Il colombiano fa il bis e si prende la maglia azzurra

Nairo Quintana ha riconquistato il Terminillo e vinto in solitaria la tappa regina della Tirreno-Adriatico, prendendosi la maglia di leader della classifica generale. Rispetto al 2015, non è stata una cavalcata trionfale sotto la neve ai limiti della leggenda. Il colombiano della Movistar ha prima lasciato sfogare gli avversari e poi ha dato una dimostrazione di forza ragionata e consapevole, partendo ai 2 km dal traguardo.

 

Chi esce bene

Si pensava che il Terminillo non avrebbe dato risposte così importanti. Invece la prima vera  salita dell’anno sulle strade italiane è stata rivelatrice di pregi e difetti, alcuni nuovi e altri già noti, ponendo molti corridori di fronte al primo  esame di coscienza della stagione. Tra quelli che ne sono usciti con il sorriso,  la montagna laziale ci ha restituito un Quintana sornione, con la bella danza sui pedali di un ragazzo che sa di essere solo ai preamboli dell’accoppiata Giro-Tour. Ha mostrato uno Spilak incontenibile, con una gamba fantastica, che è andato vicinissimo alla vittoria e si è dovuto arrendere soltanto al Condor. Ha premiato un Geraint Thomas coriaceo, che da falso scalatore è stato il migliore fra i big ed è arrivato secondo dietro a Quintana perdendo pochi secondi. Ha messo in risalto la buona condizione di Adam Yates e Uran, che hanno provato a scattare e sono giunti insieme, terzo e quarto. Ha fatto riscoprire Pozzovivo e Landa, autori di una prestazione incoraggiante e non lontani dai migliori.

Chi esce male

La “Montagna di Roma” però ne ha anche respinti tanti.
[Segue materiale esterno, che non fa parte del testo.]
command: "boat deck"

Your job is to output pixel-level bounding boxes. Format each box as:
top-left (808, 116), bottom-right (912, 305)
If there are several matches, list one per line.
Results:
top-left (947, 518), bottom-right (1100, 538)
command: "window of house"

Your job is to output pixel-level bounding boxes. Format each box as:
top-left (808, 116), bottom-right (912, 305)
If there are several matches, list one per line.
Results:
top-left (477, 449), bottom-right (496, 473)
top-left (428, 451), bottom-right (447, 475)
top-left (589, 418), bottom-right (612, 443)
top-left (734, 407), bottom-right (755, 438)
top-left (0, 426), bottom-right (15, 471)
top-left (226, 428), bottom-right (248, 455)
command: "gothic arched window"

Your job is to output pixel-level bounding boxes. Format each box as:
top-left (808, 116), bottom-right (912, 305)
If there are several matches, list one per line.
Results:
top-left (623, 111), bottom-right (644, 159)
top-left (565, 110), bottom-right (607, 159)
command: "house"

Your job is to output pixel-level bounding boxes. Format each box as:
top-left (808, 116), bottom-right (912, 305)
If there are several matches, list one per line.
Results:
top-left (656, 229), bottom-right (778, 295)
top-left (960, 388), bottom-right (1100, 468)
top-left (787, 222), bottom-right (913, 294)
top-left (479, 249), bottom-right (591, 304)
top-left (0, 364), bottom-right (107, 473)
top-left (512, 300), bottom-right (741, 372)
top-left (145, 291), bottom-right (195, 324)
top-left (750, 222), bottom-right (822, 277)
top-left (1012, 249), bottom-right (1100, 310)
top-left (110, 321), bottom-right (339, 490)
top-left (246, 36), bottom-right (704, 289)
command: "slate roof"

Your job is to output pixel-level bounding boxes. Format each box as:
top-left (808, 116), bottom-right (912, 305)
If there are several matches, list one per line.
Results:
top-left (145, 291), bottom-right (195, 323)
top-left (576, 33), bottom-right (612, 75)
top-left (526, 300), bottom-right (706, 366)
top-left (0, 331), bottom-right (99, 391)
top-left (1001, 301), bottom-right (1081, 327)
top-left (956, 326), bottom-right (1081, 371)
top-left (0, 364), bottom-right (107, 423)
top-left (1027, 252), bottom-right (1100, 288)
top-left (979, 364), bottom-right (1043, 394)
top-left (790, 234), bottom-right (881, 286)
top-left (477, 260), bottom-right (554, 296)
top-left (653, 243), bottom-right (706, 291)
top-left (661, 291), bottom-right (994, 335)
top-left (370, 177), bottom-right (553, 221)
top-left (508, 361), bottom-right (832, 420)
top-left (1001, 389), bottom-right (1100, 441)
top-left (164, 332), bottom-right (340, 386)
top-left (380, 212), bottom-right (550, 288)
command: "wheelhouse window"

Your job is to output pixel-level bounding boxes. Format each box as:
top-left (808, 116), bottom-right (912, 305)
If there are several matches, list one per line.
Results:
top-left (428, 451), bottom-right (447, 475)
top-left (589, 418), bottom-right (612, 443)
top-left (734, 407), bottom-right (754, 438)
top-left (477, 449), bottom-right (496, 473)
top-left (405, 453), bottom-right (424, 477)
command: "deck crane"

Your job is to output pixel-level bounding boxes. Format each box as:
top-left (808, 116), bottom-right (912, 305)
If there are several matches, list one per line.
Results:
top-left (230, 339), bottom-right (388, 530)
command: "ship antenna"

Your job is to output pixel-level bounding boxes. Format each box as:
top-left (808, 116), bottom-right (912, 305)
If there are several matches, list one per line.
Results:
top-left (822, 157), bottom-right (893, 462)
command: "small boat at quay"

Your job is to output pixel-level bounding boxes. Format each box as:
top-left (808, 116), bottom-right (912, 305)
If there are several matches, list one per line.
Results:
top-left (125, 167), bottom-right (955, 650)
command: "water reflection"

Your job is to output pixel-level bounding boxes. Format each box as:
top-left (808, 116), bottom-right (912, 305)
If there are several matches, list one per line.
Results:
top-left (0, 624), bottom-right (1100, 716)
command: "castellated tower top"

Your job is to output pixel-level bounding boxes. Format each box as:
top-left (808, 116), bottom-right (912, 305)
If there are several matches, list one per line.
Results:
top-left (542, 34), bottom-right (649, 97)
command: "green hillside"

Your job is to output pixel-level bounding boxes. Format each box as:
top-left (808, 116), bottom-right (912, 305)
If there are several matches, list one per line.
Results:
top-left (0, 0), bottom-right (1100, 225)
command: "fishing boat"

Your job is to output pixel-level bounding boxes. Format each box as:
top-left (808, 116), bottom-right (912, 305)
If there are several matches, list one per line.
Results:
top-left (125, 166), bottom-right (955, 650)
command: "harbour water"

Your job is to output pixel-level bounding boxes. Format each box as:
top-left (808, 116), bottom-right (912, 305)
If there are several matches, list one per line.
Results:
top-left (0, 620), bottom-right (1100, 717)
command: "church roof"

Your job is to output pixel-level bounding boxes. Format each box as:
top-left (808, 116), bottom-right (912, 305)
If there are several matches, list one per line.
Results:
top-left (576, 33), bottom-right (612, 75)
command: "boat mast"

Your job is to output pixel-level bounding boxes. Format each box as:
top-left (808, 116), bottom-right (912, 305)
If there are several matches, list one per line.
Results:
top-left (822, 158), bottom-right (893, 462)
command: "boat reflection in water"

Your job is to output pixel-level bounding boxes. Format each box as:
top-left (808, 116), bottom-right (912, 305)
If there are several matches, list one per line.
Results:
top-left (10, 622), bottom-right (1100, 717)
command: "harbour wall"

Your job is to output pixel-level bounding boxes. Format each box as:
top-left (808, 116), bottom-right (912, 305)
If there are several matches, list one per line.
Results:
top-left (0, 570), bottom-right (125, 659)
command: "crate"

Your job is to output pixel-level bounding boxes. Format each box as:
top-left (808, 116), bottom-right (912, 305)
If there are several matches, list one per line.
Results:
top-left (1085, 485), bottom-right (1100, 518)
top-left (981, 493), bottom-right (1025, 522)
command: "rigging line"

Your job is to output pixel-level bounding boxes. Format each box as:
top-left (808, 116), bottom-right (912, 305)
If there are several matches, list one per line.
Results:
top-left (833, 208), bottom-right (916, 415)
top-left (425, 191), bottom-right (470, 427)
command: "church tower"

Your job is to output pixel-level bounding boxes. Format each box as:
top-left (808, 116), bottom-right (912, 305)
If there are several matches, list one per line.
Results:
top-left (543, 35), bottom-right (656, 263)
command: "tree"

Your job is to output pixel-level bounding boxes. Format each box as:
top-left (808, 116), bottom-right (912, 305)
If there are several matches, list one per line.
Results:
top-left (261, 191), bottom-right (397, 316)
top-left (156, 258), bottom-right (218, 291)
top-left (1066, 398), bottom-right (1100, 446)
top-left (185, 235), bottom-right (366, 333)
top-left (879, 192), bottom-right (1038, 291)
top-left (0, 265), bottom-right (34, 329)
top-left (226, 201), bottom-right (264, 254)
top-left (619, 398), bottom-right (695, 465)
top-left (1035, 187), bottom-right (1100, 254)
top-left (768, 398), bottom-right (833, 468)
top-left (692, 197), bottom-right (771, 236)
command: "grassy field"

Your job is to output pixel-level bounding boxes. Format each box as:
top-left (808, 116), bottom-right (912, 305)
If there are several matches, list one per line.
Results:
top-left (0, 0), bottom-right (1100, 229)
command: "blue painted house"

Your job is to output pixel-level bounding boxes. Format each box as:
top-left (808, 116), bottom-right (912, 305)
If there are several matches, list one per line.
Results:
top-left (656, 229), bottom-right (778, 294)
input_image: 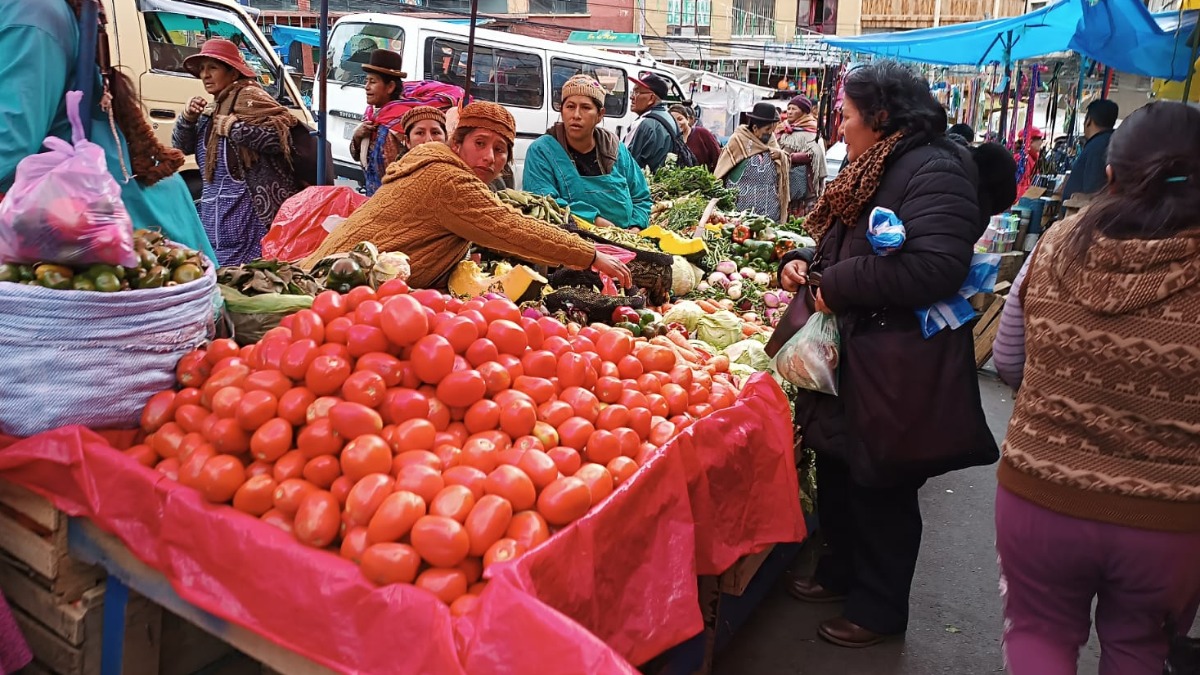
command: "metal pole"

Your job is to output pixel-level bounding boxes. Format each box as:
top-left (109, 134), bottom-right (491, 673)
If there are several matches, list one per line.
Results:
top-left (462, 0), bottom-right (479, 106)
top-left (317, 0), bottom-right (330, 185)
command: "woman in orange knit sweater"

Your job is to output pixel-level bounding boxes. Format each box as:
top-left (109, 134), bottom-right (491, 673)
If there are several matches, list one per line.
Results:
top-left (301, 101), bottom-right (632, 288)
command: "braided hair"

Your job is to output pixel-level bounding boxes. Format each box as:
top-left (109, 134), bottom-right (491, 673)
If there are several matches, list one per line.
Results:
top-left (66, 0), bottom-right (184, 186)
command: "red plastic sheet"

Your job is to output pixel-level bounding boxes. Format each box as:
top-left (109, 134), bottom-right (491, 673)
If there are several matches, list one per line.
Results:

Le più grandi delusioni di giornata sono stati Fabio Aru e Bob Jungels: appesantiti e in difficoltà fin dalle prime rampe, si sono prima sfilati dalle prime posizioni per poi perdere inesorabilmente contatto. Cattivi segnali per chi come Aru vuole riscattarsi da un 2016 a dir poco scialbo e per il lussemburghese che ha velleità di Grandi Giri. Tra i delusi finisce, come ormai spesso capita, Thibaut Pinot, che si è staccato troppo presto senza tenere il ritmo dei migliori in salita, quello che in teoria dovrebbe essere il suo pezzo forte. Kwiatkowski ha attaccato subito rispettando le promesse garibaldine della Sky ma per l’ennesima volta si è avuta l’impressione che non sarà mai uomo da lunghe corse a tappe e grandi salite: si è sciolto insieme alla neve al sole di fronte alle prime vere staffilate di Spilak. Il più indecifrabile è stato Nibali: sembrava promettere faville per avere messo il team Bahrain a tirare. La squadra ha fatto un lavoro egregio, dando l’impressione di grande compattezza anche in vista del Giro. Lui però, appena il gioco si è fatto più duro, è scomparso. E si riapre la vecchia diatriba sul Nibali fantasma e scialbo che corre bene solo poche corse durante l’anno. Nel registro dei non pervenuti, quelli andati non male ma di più, spiccano Caruso e Van Garderen: spariti nel nulla e protagonisti del disastro totale di oggi della Bmc.